As partners, Ogburn and Johnson cannot shoot or influence the outcome of a game. Instead, they can play the role of point guard, bringing the ball up the court and directing teammates how to move around on offense and defense.
Johnson, a Colorado native who looks more the part of a center at a lanky 6-feet-6, said being involved with the Special Olympics has given him a much-needed athletic outlet during the mental challenges of the first year of medical school.
“Sports were such a big part of my childhood, but once you get into college, sports aren’t really a thing for most people. That can leave a big gap in your life.
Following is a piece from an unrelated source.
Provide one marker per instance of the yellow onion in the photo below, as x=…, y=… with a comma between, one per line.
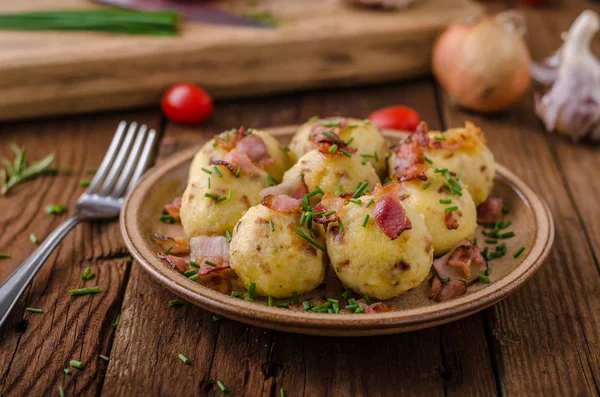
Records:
x=483, y=66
It has been great for me to remain active playing basketball while having fun too,” he said. “After all the positives that sports have given me, it’s really cool to help a group of people who may not always have that opportunity get a chance at the same experiences I had.”
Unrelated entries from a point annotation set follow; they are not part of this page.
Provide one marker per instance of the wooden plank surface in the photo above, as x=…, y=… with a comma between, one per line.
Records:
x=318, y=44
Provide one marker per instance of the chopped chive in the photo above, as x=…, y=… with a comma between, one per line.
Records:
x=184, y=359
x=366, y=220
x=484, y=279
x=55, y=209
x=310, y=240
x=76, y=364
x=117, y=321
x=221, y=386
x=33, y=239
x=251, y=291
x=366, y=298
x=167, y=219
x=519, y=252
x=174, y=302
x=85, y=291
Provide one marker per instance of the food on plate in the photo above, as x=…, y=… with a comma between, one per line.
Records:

Ogburn became involved with the Special Olympics after seeing his mother work as an occupational therapist with clients who had physical and developmental disabilities. It led him to want to help also. When he relocated to Roanoke for medical school, he looked up the region’s Special Olympics teams and recruited Johnson to team up.
“Throughout the COVID-19 pandemic, our ability to provide opportunities for athletes and teams has been a challenge. We are striving to increase participation in the next few years, and volunteers like David and Zach are a big part of that,” said Brooke Hall, who helps coordinate Special Olympics in the Roanoke Region along with her husband, Bo Hall, the area director. “With all they have going on as medical students, David and Zach have been amazing as partners.”
Ogburn and Johnson played with the Roanoke Grizzlies team, which is part of the Special Olympics Virginia Area 8. The team’s coach was April Staton, the City of Salem sheriff.
“Zach and David provided a tremendous boost to our team this year. Both were very engaging and supportive of the athletes and have personalities that make interacting with them seem like we've known them for a lifetime,” she said. “They added so much joy to our team, especially our athletes. No doubt Zach and David will be tremendous assets in the medical field.”
The Grizzlies had the opportunity to play in two tournaments, including one at Cassell Coliseum, which is fitting because Virginia Tech is a Special Olympics Unified Champion School. In February, Virginia Tech became the first university in the commonwealth to receive national banner recognition for its efforts to provide inclusive sports for persons with and without disabilities.
Also in February, Ogburn and Johnson were first-time players in the Docs for Morgan basketball fundraiser that the medical school hosts annually with co-sponsor Carilion Clinic. The event, which was held for the 11th straight year, pits medical students against residents and physicians in support of the Morgan Dana Harrington Memorial Scholarship fund. In a typically hard-fought game, the doctors defeated the students 48-44.
“It got pretty intense, but everyone was there for a great cause,” Johnson said. “I will absolutely be back next year. The students will need to get after it in practice, though, if we want payback.”
The Special Olympics games may not be quite as fierce as Docs for Morgan, but they have given Ogburn and Johnson a way to connect with the community and meet new teammates. They both plan to continue playing as partners in the future, and are hoping to be involved with other Special Olympics sports that are available in the area such as swimming, youth soccer and bowling.
“My previous commitment with Special Olympics was pretty much year-round. I’d like to keep that up if possible and try to get more medical students participating too,” Ogburn said. “It would be very cool if by the time the next class enters, we have an affiliation that could help them become involved early on.”
As for the duo their game is most reminiscent of, Johnson said: “Shaq and Kobe!”